Seminar: Southeast Asia’s Half Miracle
About the Seminar
In a well known paper (“Catching up, forging ahead, falling behind”) originally published in 1986, Abramovitz argued that all countries which are relatively backward in terms of levels of productivity had the potential for rapid advance, and indeed could catch up quickly with the leading economies if they could realize this potential. This seminar examines the “catch-up” hypothesis in the context of the ASEAN countries in the 50 years from 1960 to 2010. It is argued that the ASEAN countries present a very mixed picture; the two economies which already had the highest per capita GDP in 1960 (Singapore and Malaysia) have both forged ahead over the past 50 years. But the Philippines which was well ahead of both Thailand and Indonesia in 1960 has fallen behind both countries while the CLMV countries also fell behind until 1990; while they have grown rapidly since then there is a wide gap between them and the leading economies in the region. The paper offers some explanations for these outcomes.
About the Speaker
Anne Booth is the Lee Kong Chian NUS-Stanford Distinguished Fellow on Contemporary Southeast Asia at Shorenstein-APARC, Stanford University, during October and November 2015, and at NUS in July-August 2016. She was Professor of Economics (with reference to Asia) at the School of Oriental and African Studies, University of London from 1991 to 2013, and is now Professor Emeritus. Before moving to London, she held posts at the University of Singapore and the Australian National University. She grew up in New Zealand, and graduated from Victoria University of Wellington, and the Australian National University in Canberra. Her main research interest is the modern economic history of Southeast Asia, and the impact of different colonial legacies on post-colonial development across East and Southeast Asia.

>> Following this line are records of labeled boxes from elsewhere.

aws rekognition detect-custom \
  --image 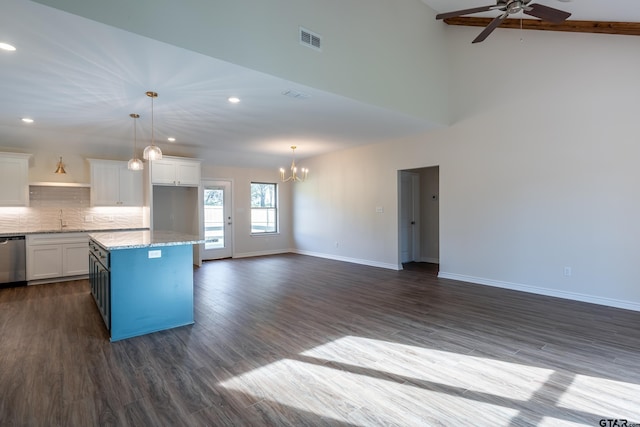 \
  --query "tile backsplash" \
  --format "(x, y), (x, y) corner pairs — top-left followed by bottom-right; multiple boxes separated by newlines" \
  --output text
(0, 186), (145, 233)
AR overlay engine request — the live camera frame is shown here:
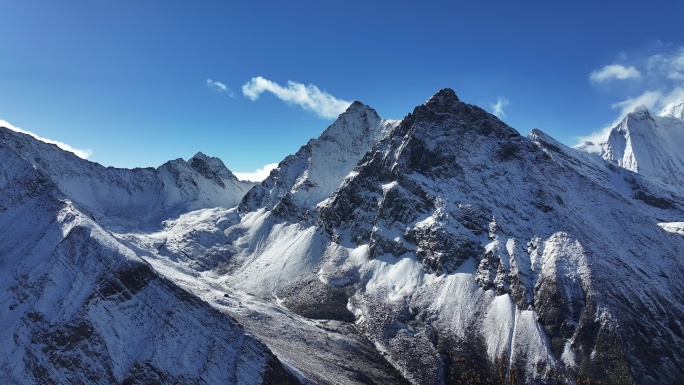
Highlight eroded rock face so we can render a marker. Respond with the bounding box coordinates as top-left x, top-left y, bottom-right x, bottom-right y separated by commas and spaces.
0, 89, 684, 385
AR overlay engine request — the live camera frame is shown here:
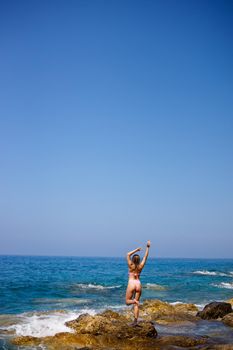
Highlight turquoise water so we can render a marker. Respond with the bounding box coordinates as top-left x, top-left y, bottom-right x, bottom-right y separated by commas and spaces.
0, 256, 233, 348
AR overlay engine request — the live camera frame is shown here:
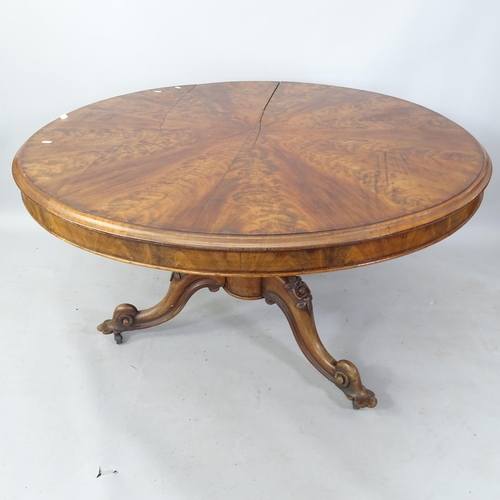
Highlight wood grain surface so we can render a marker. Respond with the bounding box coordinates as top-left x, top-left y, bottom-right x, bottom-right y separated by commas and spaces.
13, 82, 491, 276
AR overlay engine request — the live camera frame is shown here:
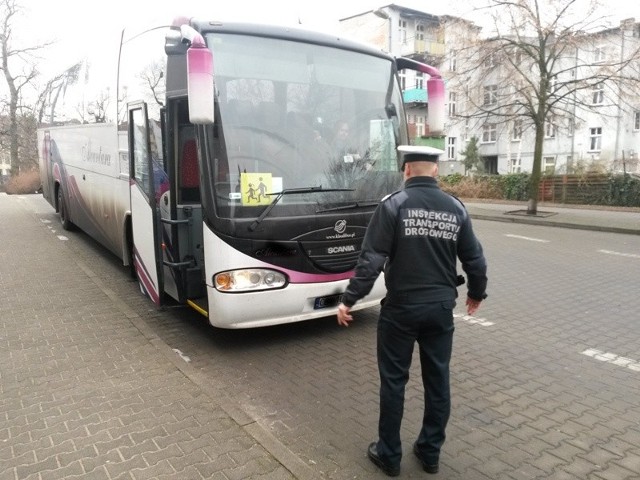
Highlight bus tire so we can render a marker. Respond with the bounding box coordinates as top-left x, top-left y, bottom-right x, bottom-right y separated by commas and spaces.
58, 187, 73, 230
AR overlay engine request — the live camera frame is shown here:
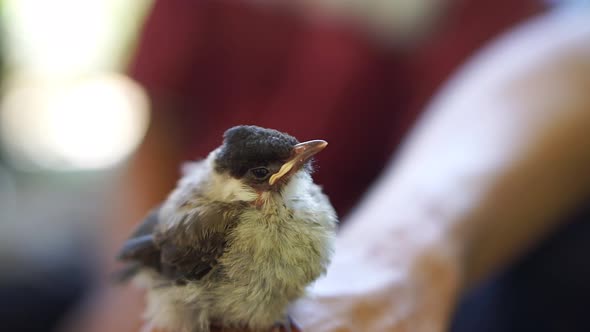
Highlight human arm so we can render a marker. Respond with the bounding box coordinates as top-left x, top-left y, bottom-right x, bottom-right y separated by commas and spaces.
294, 9, 590, 331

Her book, Colonial Legacies: Economic and Social Development in East and Southeast Asia, was published by the University of Hawaii Press in 2007, and she has just completed a study of Indonesian economic development which has been published by Cambridge University Press in 2016. She is using her time at Stanford and at NUS to gather material for a study of changing living standards in Southeast Asia from the early 20th century to the present.